Genetic analysis in clinical practice is rare, and research is challenging because the etiology of male infertility is heterogeneous with genetic and environmental influences. Despite the current challenges, genetic testing plays a key role in a couples success on their journey to parenthood. It provides couples with a more precise diagnosis, lends a basis for appropriate genetic counseling, and guides assisted reproductive decisions to avoid passing chromosomal abnormalities on to offspring. 

Take Away Points

• 15% of couples struggle with infertility and half of those cases can be traced back to a problem with male infertility. 

• Genetic causes of male infertility include X chromosomes abnormalities, Y chromosome long arm microdeletions, autosomal abnormalities, and idiopathic causes which are still being investigated. 

• Chromosomal analysis can identify the genetic problem and help the couple make decisions on assisted reproductive therapy.

• Genetic testing is extremely important in complex reproduction cases because genetic problems can be passed onto offspring.

References

1. Alberto Ferlin, Savina Dipresa, Andrea Delbarba, Filippo Maffezzoni, Teresa Porcelli, Carlo Cappelli & Carlo Foresta (2019) Contemporary genetics-based diagnostics of male infertility, Expert Review of Molecular Diagnostics, DOI: 10.1080/14737159.2019.1633917

2. Ferlin, A., Raicu, F., Gatta, V., Zuccarello, D., Palka, G., & Foresta, C. (2007). Male infertility: role of genetic background. Reproductive biomedicine online, 14(6), 734-745. 

3. Flannigan, R., Schlegel, P. N. (2017). Genetic diagnostics of male infertility in clinical practice. Baillière's best practice & research. Clinical obstetrics & gynaecology, 44, 26-37. 

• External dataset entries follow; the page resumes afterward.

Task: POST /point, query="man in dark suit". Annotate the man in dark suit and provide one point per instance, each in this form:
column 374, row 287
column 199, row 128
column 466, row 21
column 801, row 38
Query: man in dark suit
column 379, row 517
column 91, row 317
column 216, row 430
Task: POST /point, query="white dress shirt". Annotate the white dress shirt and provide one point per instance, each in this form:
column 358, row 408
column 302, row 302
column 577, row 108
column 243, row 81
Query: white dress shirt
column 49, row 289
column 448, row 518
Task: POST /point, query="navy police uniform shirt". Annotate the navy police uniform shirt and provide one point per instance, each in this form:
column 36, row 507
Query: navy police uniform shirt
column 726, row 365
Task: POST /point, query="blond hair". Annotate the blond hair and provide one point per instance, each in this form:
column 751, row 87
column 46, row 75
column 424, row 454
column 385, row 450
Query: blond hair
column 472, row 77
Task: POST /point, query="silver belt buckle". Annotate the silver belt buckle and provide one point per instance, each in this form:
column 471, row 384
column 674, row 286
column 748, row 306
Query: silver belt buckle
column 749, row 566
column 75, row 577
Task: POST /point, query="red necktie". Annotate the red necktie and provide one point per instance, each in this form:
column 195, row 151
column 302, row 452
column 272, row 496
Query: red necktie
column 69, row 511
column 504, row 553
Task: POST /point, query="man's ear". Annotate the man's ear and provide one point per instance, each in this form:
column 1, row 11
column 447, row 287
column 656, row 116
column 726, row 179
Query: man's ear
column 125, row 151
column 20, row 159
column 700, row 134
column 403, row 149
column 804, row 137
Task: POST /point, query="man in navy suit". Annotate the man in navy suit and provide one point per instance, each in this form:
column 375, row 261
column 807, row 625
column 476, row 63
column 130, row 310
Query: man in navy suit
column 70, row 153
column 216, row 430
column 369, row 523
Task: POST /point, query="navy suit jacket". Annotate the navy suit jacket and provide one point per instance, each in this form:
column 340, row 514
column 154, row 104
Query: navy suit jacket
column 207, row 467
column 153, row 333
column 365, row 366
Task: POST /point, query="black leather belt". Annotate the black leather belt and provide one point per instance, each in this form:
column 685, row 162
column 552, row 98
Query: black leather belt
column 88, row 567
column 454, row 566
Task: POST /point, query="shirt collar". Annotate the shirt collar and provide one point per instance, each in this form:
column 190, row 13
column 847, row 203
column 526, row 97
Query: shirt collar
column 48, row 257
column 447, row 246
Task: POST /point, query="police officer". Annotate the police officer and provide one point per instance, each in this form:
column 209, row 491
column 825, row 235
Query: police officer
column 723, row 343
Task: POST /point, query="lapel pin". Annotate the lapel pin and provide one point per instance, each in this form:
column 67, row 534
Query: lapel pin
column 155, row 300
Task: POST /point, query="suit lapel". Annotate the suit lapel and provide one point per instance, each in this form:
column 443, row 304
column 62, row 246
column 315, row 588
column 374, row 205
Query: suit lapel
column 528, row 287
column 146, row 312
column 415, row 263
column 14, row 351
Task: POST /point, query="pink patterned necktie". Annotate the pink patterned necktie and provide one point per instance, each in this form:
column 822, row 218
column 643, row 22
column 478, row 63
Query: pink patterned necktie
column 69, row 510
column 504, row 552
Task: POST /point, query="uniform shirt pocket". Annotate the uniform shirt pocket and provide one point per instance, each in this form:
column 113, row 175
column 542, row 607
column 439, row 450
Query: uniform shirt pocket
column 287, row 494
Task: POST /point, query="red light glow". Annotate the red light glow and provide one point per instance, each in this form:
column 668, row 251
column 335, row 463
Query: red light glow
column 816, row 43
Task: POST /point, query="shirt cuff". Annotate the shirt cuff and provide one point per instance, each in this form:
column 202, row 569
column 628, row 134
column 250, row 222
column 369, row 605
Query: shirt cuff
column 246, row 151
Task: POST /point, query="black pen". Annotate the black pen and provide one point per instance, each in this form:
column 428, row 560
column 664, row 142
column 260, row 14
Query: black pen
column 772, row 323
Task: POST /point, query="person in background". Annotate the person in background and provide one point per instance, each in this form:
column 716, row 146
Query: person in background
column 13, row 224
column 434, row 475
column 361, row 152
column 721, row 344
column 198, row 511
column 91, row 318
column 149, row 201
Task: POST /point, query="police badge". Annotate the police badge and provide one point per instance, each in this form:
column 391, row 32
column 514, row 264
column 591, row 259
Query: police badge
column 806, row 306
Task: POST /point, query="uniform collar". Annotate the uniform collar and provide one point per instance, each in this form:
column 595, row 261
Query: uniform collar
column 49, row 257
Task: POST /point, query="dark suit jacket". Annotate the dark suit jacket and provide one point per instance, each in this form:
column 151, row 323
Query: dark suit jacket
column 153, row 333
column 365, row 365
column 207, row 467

4. O'Flynn O'Brien, K. L., Varghese, A. C., Agarwal, A. (2010). The genetic causes of male factor infertility: a review. Fertility and sterility, 93(1), 1-12. 

5. Huang, W., Lu, X., Li, J., & Zhang, J. (2019). Effects of folic acid on oligozoospermia with MTHFR polymorphisms in term of seminal parameters, DNA fragmentation, and live birth rate: a double-blind, randomized, placebo-controlled trial. Andrology.

6. Beigi Harchegani, A., Dahan, H., Tahmasbpour, E., Bakhtiari Kaboutaraki, H., & Shahriary, A. (2018). Effects of zinc deficiency on impaired spermatogenesis and male infertility: the role of oxidative stress, inflammation and apoptosis. Human fertility, , 1-12.  

7. Cito, G., Cocci, A., Micelli, E., Gabutti, A., Russo, G. I., Coccia, M. E., ... Natali, A. (2019). Vitamin D and Male Fertility: An Updated Review. The World Journal of Men's Health.